In keeping with the spirit of the place, Mary, his mate, had an affair with their chauffeur. So when Levenson was robbed and badly beaten, some gossips implicated the driver. Others close to Levenson said dealings with wise guys must have gone askew. He showed up soon after at the club, in a wheelchair, but still cock-a-hoop. A reporter quoted him saying, “We don’t pay taxes.”

This was an echo of what Steve Rubell said about Studio. The IRS swooped and got the books, which contained records of three years of meticulous misstatements. He was now confronted by Peter Sudler, the assistant district attorney who had brought down Rubell and his partner, Ian Schrager. Levenson’s defense, which was that he had thought Plato’s was a nonprofit, amused the jury. He was sentenced to eight years and went to jail in 1981. He had a cheerful jailhouse interview with Al Goldstein, got out after 40 months, and had a terrific Welcome Back party at Plato’s.

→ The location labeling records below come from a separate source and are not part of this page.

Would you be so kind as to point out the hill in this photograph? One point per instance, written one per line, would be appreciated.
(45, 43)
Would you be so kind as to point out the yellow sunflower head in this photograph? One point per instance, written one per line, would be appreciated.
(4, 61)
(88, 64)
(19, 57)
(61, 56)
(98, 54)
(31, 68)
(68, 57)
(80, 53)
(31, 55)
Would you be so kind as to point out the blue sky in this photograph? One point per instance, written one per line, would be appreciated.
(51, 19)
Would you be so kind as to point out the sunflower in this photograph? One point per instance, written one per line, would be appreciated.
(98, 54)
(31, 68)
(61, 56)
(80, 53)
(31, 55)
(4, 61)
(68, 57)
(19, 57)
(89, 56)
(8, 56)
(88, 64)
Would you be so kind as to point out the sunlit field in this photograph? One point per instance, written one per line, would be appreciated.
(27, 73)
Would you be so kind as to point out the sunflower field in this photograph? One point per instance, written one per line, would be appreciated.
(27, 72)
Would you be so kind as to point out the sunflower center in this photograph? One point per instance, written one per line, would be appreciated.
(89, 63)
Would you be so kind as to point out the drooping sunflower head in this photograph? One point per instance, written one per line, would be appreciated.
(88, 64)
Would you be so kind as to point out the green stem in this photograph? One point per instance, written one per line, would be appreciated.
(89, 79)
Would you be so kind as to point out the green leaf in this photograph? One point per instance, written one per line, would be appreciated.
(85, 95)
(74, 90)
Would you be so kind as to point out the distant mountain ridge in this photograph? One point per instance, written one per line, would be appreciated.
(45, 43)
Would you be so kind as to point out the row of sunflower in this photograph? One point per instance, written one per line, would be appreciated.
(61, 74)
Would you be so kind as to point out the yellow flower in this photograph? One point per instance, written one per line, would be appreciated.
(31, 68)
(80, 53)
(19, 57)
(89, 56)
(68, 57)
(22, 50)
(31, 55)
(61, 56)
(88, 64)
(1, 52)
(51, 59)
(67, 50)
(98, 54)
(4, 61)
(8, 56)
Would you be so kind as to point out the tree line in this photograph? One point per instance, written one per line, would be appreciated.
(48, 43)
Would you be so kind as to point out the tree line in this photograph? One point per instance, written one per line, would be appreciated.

The time span of hot New York clubs is frequently short, however, and Plato’s was in precipitous decline. AIDS, Covid-19’s dark precursor, had struck. Sex had become self-destructive, and Mayor Ed Koch was closing the gay clubs. But it was learned not only gays were vulnerable. Compounding this new risk, half the women at Plato’s were said to be on the game — four arrested for “working” there in November 1985. That New Year’s Eve, Koch, not wishing to discriminate against gay clubs, had Plato’s Retreat closed down. It would never reopen.

Larry Levenson, who had always survived on a shoestring, was now penniless and started driving a cab. Former clients who spotted him at the wheel reported that he was still smiling, still cheerful, but that the King of Swing had somewhat wised up.

“I thought we had a great family,” he told one. “But I guess I was mistaken. it was just me.”

In 1999 he was at Screw’s 30th-anniversary party. Within a year, he died of heart problems at 62. So porno chic was truly dead… or is it? I hear on pretty good authority that, Covid or no, millennials are currently flocking to swing parties.